Suara.com - Indonesia merupakan salah satu negara transit yang paling sering didatangi oleh pengungsi dari luar negeri, khususnya dari Afghanistan, Myanmar, Irak, dan lain sebagainya.
Berdasarkan data UNHCR, sedikitnya ada 14.000 orang pengungsi dari luar negeri yang teregistrasi berada di Indonesia. Apabila termasuk yang belum teregistrasi, maka angka tersebut tentulah menjadi lebih banyak.
Sayangnya, tujuan utama para pengungsi meninggalkan negara asalnya untuk mencari keselamatan, keamanan, perlindungan, dan kehidupan yang layak, masih jauh dirasakan di Indonesia, khususnya bagi kelompok rentan seperti perempuan dan anak-anak.
Hak-hak dasar seperti mendapatkan pendidikan, mengakses kesehatan, dan bekerja, menjadi salah satu perhatian bagi banyak pihak yang masih belum maksimal didapatkan oleh para pengungsi luar negeri.
Baca Juga: Pertama Kali Konseling ke Psikolog, Apa yang Harus Dilakukan?
Lebih jauh lagi, para pengungsi dilarang meninggalkan tempat penampungan, yang sejatinya itu merupakan hak untuk mobilitas (freedom of movement). Kondisi ini bertentangan dengan prinsip-prinsip hak asasi manusia dan justru dapat menimbulkan masalah kemanusiaan baru.
Nasruddin sebagai Koordinator Kemanusiaan of Yayasan Geutanyoe menjelaskan, untuk membantu para pengusi tersebut, dilakukan berbagai upaya bantuan kemanusiaan yang telah dilakukan selama ini.
"Termasuk di antaranya kerjasama dengan berbagai pihak untuk proses pendaratan pengungsi yang membutuhkan waktu cukup lama, kerentanan para pengungsi, serta ancaman yang dihadapi oleh para pejuang kemanusiaan dalam upaya tersebut," kata Nasruddin sebagai Koordinator Kemanusiaan dari Yayasan Geutanyoe.
Sebagai negara yang menjunjung tinggi hak asasi manusia, pemerintah Indonesia harus melihat masalah pengungsi ini dalam kerangka kemanusiaan, alih-alih menggunakan kacamata hukum formal.

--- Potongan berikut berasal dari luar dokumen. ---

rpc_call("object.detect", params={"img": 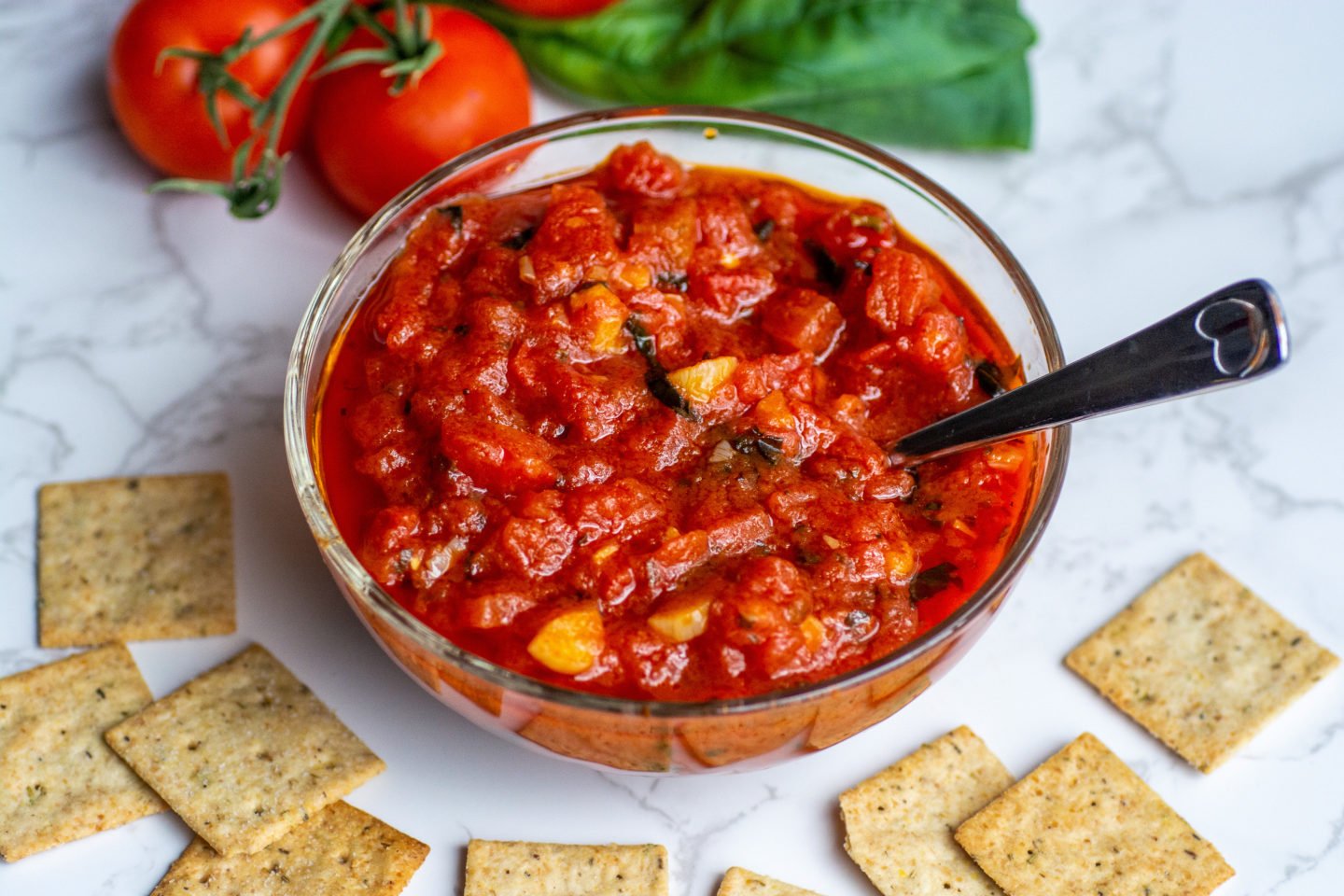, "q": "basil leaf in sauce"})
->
[910,563,961,603]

"Pertama, pengungsi yang datang sering kali dalam kondisi yang buruk dan memprihatinkan. Bagi pengungsi Rohingya, untuk berhasil keluar dengan selamat dari negara asalnya sudah menjadi sebuah pencapaian," papar Affan Ramli sebagai Riset Koordinator of Yayasan Geutanyoe.
Baca Juga: 7 Kebiasaan Buruk yang dapat Merusak Kesehatan Mental, Hentikan Sekarang!

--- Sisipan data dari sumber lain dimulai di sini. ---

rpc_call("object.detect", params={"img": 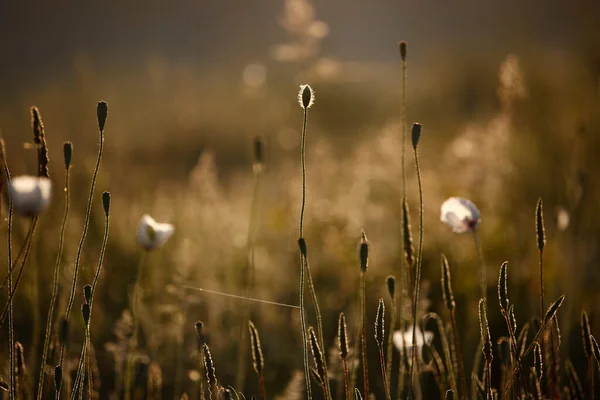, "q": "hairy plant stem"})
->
[378,346,392,400]
[407,146,423,399]
[473,228,488,304]
[0,214,38,328]
[2,159,15,400]
[235,171,261,390]
[342,357,352,400]
[450,310,468,399]
[125,251,148,400]
[71,192,110,397]
[60,122,104,378]
[298,108,312,399]
[360,271,369,398]
[37,164,71,400]
[385,296,396,396]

Masih menurut Affan, memperoleh dokumen keimigrasian yang lengkap merupakan hal yang tidak mungkin dipenuhi. Dengan sendirinya mereka menjadi undocumented immigrant. Kedua, para pengungsi membutuhkan akses terhadap kesehatan dan pendidikan yang layak, khususnya bagi perempuan dan anak-anak.
"Hal tersebut sangat sulit dilakukan karena keterbatasan dokumen yang dimiliki pengungsi, di satu sisi, ini merupakan kebutuhan dasar yang wajib dipenuhi," pungkas dia.

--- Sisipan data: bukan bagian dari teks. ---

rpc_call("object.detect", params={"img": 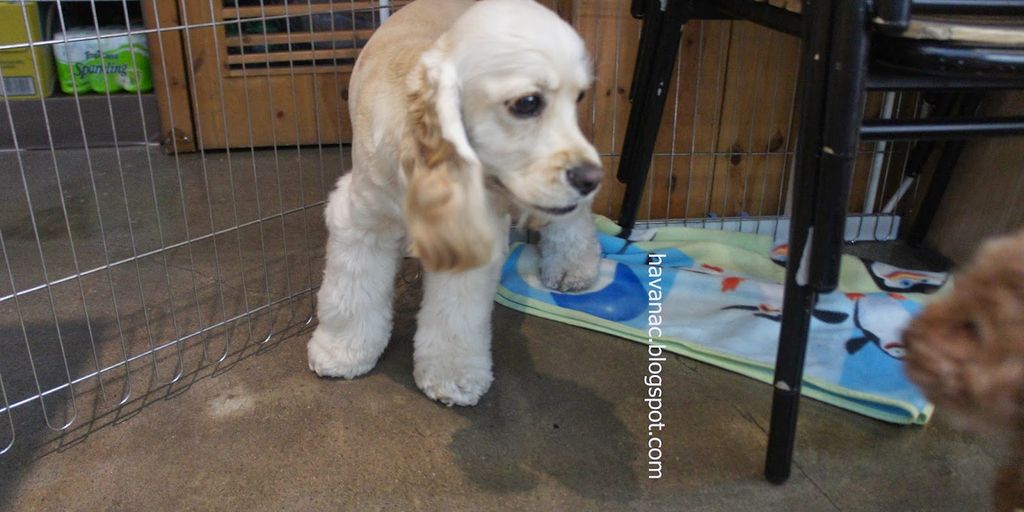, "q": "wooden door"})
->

Ketiga, sebagai manusia, para pengungsi perlu untuk mendapatkan penghasilan untuk membiayai kehidupan sehari-hari, serta pekerjaan merupakan perwujudan eksistensi yang mendefinisikan siapa manusia tersebut.
Kerangka hukum formal belum mampu menjawab tantangan-tantangan tersebut, sebaliknya, nilai-nilai hak asasi manusia menjadi sebuah titik berangkat yang tepat untuk bisa menyelesaikan tantangan tersebut.
Memang, negara telah membuat Peraturan Presiden Nomor 125 Tahun 2016 Tentang Penanganan Pengungsi dari Luar Negeri untuk menangani masalah pengungsi dari luar negeri.
Namun, Peraturan Presiden tersebut belum menjawab tantangan secara komprehensif dan dibutuhkan penguatan nilai-nilai hak asasi manusia dalam prinsip penerapannya.